Cela nous coûta des sous, le curé n’était pas gratuit, pas plus que les planches du cercueil et que le fossoyeur, mon grand père qui ne travaillait plus guère n’avait plus les moyens et c’est Léon qui paya. Entourée de son cher linceul choyé dans son armoire comme la sainte tunique, elle fut encaquée dans sa boite puis jetée en sa fosse éternelle.

Paix à son âme.

Le grand père qui lui aussi faiblissait ne fut plus que l’ombre de lui même après le départ de sa duègne.

A peine deux mois plus tard, un autre drame nous toucha, maman s’était réveillée tôt ce matin là pour partir au marché vendre un panier d’œufs. Moi je devais assumer le foyer et avant de partir elle me secoua pour me faire lever afin que Léon puisse avoir sa soupe chaude avant de partir aux champs. Je devais raviver les braises sous le potager puis m’occuper de Rosalie, d’Augustine et d’Eugénie.

J’avais à peine un pied sur le sol que ma mère hurla, un cri de terreur venu du tréfonds de son être, elle avait Rosalie dans ses bras et échevelée courait comme une folle dans la maison. Serrant le petit être comme un bien précieux, l’étouffant presque, des flots de larmes coulaient le long de ses joues blafardes. Au cri presque bestial du départ avaient succédé les plaintes d’un petit animal.

Léon se leva et tous deux nous nous aperçûmes de la triste réalité, Rosalie les yeux clos, la bouche pincée, bleuie, déjà roide. Morte dans son sommeil, sans un cri, sans un bruit, partie au ciel rejoindre les anges.

Alors que Maman croyait devenir folle, moi j’étais partagée entre peine chrétienne et satisfaction car j’aurais du travail en moins. Léon lui ne pleurait pas les filles et ne changea pas ses mauvaises habitudes.

Nous étions au fait du cérémonial et on enterra la petite sobrement, subrepticement, après tout ce n’était qu’un bébé.

La veillée se passa mieux que pour ma grand mère et tranquillement je m’endormis sur ma chaise.

Maman était encore enceinte, visiblement cela ne lui faisait guère plaisir et je l’ai entendu parler à la voisine, elle voulait le faire passer, bizarre comme expression.

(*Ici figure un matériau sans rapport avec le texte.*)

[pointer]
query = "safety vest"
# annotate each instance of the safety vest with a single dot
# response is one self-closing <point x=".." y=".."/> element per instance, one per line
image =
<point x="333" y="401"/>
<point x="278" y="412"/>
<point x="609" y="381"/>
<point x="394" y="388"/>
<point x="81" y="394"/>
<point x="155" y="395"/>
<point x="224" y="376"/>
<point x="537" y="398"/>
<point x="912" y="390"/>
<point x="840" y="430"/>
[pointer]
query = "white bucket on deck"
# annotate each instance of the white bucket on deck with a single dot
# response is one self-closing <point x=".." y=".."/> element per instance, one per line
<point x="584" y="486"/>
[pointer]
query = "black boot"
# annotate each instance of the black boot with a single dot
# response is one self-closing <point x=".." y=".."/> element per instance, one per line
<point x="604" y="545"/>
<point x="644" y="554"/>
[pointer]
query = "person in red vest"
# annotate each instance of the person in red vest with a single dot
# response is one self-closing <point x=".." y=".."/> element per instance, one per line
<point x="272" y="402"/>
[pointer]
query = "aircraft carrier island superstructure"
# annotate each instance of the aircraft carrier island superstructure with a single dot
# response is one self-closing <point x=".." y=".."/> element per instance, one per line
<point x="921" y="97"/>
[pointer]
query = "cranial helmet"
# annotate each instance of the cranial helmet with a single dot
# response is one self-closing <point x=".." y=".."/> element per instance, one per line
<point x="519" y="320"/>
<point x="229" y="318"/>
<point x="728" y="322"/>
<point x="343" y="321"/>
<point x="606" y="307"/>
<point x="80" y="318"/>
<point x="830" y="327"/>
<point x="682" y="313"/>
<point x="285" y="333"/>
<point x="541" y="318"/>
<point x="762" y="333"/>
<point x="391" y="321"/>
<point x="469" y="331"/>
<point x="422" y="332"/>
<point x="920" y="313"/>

Léon n’était guère aimable avec elle et ils s’engueulaient ferme, tout était prétexte, le repas, le ménage. Un soir ce fut l’orage, mon beau père était passé  à travers son vieux pantalon pourtant ravaudé par maman les jours précédents. Il y a un moment ou il faut que ces vieilles frusques terminent leur vie en chiffons. Il hurla qu’il avait eu la honte de sa vie que sa patronne avait vu son cul et que jamais il ne s’en remettrait. Maman lui fit remarquer que si il ne buvait pas tant il pourrait aisément s’en payer un neuf. Une gifle à décorner un bœuf fut la sanction de cette téméraire réplique.

Autre sujet de dispute, chaque soir mû par une envie de bête il voulait comme le minotaure son dû.

Maman avec son gros ventre ne le voulait pas et surtout ne le pouvait pas. Bref l’ambiance n’était pas bonne. Moi je me promettais avec ma pensée de petite fille que jamais au grand jamais je ne laisserais un homme porter la main sur moi. Pourtant je pense que Léon n’était pas le pire de ses congénères, une femme du village avait été tellement battue qu’elle en était morte et bien le veuf avait de nouveau convolé avec une jeunette à qui il mettait aussi des plumées.

Mon grand père n’était pas comme cela et mon oncle oncle encore moins comme quoi il existait des hommes bons et qui respectaient leur femme.